At the center of it all is the irrepressible Song Kang-ho (The Host, The Quiet Family, The Foul King, Thirst, JSA, Secret Sunshine, Sympathy for Mr. Vengeance, Memories of Murder, etc. etc.) as Yoon Tae-goo, The Weird. While robbing a train he comes into possession of a treasure map (which becomes the operative MacGuffin of the piece). He's a two-pistol shooter, greasing, hmm, maybe 100 guys throughout the picture? 200? (The mortality rate in this movie is off the chart.) Then there's Jeong Woo-seong as The Good (a bounty hunter named Park Do-won), doing a slick Korean version of Clint Eastwood. And finally we have Lee Byeong-heon as The (very) Bad Park Chang-yi, channeling a sinister Alain Delon by way of Prince (trust me, it works -- you've just gotta see it). These guys go round and round, winding up in a three-way standoff similar to their original counterparts in the film's namesake. Along the way we get many an homage to the Leone trilogy including a scene involving metal plating used as a bullet-proof vest, as well as a bit where someone's hat is shot off, then continually shot out of reach.

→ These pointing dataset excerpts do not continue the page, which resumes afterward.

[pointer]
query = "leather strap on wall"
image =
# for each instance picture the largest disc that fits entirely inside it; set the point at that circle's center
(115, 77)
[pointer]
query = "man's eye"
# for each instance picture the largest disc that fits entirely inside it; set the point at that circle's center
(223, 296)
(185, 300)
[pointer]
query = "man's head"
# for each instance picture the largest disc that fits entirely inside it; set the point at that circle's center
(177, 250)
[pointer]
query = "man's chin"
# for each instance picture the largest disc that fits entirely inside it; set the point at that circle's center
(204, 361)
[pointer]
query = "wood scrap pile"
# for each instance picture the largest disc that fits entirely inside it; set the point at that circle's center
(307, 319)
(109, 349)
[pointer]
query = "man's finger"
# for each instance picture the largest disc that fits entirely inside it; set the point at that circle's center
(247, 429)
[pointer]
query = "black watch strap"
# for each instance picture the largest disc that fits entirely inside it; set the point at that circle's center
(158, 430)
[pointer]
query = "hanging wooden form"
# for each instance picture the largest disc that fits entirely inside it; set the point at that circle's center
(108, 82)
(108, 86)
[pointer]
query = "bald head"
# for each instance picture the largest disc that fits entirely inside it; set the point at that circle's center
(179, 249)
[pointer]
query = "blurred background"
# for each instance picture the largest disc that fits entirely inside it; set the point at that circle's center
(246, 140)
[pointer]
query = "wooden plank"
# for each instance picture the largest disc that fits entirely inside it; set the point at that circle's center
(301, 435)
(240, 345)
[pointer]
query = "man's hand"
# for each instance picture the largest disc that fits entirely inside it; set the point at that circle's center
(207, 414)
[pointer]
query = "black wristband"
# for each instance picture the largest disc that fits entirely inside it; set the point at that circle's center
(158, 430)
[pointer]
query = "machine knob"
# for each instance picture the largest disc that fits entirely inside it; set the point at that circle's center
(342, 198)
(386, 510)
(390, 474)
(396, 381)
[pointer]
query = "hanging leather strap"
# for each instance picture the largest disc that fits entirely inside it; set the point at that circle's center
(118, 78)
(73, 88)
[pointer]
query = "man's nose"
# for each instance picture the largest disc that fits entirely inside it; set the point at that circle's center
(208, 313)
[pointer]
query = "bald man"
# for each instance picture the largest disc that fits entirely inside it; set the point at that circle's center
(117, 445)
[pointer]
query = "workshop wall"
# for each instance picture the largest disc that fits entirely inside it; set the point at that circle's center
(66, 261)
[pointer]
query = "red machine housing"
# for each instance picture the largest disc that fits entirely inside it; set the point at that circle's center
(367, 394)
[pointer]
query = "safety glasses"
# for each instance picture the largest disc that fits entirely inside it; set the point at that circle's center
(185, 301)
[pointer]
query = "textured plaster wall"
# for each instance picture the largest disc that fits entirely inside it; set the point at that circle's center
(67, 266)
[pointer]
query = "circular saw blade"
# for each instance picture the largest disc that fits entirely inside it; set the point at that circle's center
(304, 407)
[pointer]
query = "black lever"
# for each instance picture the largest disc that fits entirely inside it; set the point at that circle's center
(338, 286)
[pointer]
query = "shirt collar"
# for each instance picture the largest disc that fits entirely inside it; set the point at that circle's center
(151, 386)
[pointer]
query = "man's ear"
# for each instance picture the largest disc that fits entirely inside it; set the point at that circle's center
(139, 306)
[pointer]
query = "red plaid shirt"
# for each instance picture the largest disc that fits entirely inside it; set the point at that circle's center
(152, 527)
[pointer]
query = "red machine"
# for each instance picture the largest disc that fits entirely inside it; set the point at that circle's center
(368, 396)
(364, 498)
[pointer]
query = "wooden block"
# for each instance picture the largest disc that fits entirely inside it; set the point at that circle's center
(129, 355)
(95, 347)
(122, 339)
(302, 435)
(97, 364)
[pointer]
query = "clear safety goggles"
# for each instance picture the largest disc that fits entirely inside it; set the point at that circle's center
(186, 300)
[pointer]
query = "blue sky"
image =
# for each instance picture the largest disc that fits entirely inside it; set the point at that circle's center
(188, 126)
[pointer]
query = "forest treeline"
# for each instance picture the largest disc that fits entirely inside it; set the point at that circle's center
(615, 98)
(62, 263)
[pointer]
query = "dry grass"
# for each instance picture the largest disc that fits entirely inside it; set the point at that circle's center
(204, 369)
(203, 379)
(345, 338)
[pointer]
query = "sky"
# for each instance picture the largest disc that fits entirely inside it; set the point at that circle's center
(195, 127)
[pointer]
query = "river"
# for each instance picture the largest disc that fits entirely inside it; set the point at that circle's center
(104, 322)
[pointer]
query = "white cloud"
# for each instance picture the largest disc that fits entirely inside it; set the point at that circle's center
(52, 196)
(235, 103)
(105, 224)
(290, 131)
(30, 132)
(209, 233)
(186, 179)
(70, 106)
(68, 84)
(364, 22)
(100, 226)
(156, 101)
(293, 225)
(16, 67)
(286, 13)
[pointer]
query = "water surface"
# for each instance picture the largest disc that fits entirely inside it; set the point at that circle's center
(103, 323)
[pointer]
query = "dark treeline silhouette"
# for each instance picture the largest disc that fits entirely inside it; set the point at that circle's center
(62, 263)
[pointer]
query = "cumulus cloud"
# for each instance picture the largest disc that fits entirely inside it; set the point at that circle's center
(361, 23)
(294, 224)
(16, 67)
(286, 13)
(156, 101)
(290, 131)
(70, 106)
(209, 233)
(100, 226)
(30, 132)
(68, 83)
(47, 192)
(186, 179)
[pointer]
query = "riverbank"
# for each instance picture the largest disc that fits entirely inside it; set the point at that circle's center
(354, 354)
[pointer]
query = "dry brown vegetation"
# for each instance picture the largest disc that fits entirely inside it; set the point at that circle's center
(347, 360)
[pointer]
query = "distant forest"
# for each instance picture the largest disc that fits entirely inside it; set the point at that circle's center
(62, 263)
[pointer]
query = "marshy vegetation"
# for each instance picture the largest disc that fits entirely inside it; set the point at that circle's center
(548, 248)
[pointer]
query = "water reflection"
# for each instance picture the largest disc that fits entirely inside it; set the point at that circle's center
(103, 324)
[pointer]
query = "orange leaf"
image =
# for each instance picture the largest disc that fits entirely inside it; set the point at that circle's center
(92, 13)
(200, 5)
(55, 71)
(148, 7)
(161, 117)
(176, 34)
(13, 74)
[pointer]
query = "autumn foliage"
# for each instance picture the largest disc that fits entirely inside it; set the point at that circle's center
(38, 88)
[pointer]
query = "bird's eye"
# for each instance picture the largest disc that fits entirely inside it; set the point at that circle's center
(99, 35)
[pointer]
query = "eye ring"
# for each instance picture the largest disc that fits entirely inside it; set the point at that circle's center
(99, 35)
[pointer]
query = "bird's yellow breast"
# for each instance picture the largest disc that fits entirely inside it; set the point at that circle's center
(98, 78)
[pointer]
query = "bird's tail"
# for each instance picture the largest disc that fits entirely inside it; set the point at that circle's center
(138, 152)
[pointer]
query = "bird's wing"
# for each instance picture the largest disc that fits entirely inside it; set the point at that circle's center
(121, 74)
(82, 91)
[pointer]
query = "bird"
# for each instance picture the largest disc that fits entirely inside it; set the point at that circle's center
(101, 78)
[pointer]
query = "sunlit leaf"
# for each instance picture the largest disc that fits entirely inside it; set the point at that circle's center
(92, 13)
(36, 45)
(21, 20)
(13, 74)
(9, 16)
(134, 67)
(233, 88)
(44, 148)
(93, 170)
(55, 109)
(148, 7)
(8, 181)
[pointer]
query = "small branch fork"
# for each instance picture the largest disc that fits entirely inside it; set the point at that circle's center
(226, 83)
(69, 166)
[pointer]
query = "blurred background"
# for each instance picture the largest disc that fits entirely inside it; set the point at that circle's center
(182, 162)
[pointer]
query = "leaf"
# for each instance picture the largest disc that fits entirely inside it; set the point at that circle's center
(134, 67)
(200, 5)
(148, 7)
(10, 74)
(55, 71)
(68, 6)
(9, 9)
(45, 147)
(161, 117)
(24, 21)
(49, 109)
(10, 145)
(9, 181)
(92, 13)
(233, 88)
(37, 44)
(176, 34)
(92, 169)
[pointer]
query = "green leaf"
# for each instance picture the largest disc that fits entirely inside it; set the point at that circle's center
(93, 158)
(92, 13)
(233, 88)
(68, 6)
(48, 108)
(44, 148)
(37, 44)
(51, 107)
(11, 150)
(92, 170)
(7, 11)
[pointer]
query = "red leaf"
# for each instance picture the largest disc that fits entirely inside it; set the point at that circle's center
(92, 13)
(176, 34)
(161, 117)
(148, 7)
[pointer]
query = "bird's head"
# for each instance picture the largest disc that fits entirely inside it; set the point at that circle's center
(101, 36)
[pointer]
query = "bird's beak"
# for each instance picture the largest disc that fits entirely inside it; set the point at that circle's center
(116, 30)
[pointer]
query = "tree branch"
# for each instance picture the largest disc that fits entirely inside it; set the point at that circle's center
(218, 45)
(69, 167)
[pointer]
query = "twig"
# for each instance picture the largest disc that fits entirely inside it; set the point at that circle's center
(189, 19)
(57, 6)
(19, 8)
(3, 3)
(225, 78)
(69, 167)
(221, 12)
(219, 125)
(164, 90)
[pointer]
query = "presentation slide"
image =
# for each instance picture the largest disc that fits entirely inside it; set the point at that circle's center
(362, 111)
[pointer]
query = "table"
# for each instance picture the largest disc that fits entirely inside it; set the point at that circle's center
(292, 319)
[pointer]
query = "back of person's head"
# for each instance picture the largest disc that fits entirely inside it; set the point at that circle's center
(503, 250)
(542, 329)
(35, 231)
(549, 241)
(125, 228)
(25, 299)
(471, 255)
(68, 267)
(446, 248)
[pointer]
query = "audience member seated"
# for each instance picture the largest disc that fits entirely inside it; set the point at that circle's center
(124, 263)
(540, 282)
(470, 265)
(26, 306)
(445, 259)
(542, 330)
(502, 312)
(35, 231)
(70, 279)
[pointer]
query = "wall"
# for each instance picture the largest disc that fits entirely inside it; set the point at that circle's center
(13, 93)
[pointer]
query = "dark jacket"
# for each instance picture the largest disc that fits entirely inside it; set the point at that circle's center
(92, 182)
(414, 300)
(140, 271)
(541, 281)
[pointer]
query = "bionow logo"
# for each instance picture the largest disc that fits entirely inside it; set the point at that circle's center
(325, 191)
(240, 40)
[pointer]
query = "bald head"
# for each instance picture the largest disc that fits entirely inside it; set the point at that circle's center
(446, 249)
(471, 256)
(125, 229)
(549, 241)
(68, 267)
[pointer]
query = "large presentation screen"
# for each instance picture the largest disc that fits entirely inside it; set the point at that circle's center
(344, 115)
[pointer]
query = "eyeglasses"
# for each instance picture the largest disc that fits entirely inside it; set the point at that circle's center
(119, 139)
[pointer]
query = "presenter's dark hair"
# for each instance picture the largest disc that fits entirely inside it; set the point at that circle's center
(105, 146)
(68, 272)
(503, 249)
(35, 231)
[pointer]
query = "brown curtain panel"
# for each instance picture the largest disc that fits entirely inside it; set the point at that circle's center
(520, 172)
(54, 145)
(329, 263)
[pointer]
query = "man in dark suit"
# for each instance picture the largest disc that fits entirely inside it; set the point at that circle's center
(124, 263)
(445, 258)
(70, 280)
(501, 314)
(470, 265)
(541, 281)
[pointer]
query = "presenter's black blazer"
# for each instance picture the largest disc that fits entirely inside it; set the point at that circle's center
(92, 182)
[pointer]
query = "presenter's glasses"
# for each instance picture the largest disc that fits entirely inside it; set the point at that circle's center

Kim Ji-woon was also influenced by Eastwood's Unforgiven (1992). "I wasn't particularly aiming to make the Western genre popular in Asia," he told an interviewer at Cannes last Spring. "It's enough that I can revive the Manchurian Western genre in Korea."
There's so much lead flying through the air in The Good, the Bad, the Weird, it could pass as a weather condition. Some might feel the action sequences go on a bit; that all depends on how you feel about action sequences. Fortunately, Kim's are the best in the business: Inventive, thrilling, outrageous. My advice is don't fight it, just sit back, relax, and let the madness sweep over you. As contemporary Korean westerns go, you really can't do better.
EDIT: I recently purchased this DVD of the film. It's the shits. Terrible, blurry transfer. Clearly somebody downloaded a low-res, compressed version, pressed it on disk and distributed it to vendors who don't bother to check out their foreign titles. DO NOT BUY THIS DISK.